No gift is worthy, my Beloved,
Of what thou art to me;
But these frail children of my love,
I would bestow on thee.
The years will come, the years will go,
As poets oft have sung;
But Love is Life, and Life is Love,
And Love, is ever young!
CONTENTS
BROWN LEAVES
From the pipes of old Winter, has come a shrill blast,
And upon the gray earth a pure mantle is cast.
’Tis a garment of snow-flakes come down from the skies
And beneath it, in silence, the patient earth lies.
The moaning and rustling of dead leaves is past—
The comforter came, they are sheltered at last.
O, brown leaves of autumn! ’Tis a wise hand that leads,
And he sends what is best, who best knoweth our needs.
He gives and he takes, and in taking he gives:
From life cometh death, and in dying we live.
From mists of the river, the brooklet and sea
This beautiful shroud has been woven, and ye
Of its coming wist not, for from out the still air
It as silently fell as an answer to prayer.
O, could ye but creep from your coverlet white
And visit your home, a most wonderful sight
Would gladden your hearts, for the sun met the snow,
And the frost followed on with his cold breath, and lo!
Your home is a palace of crystal more bright
Than Aladdin beheld with his magical light.
Ye glow and ye fade—but as wondrous to me
Is the leaf on the ground as the leaf on the tree:
For links in time’s chain clasp eternity fast
And the chain becomes endless.

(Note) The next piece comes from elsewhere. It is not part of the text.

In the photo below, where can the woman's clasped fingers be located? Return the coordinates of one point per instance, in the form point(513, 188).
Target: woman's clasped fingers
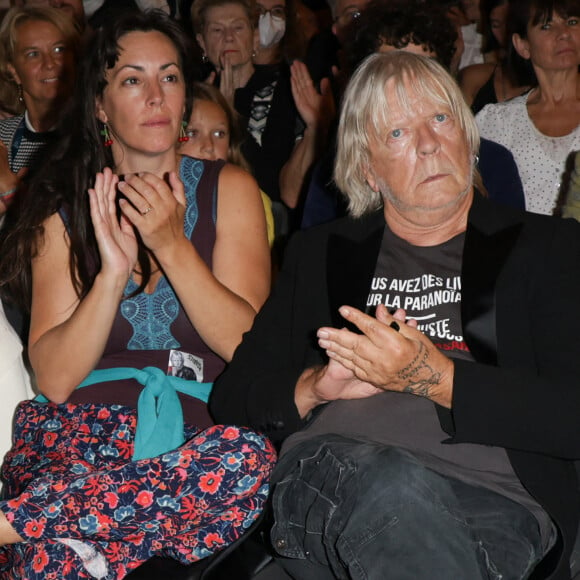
point(155, 207)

Ever the past
Pays its debt to the future, leaf-life, or man’s,
So perfect the system that surely no hands
But of Infinite wisdom and love could be
The author of such an unerring decree.
Who knoweth the end? Little leaflets, not we!
Enough for ourselves, as we hang on life’s tree,
To gather the sunshine and freely bestow
Our shade to the weary and faint ones below.
And when we grow brown, as, surely we must,
The end will be glorious can we but trust
That the Infinite love, which careth for all,
Forgets not the little brown leaves when they fall.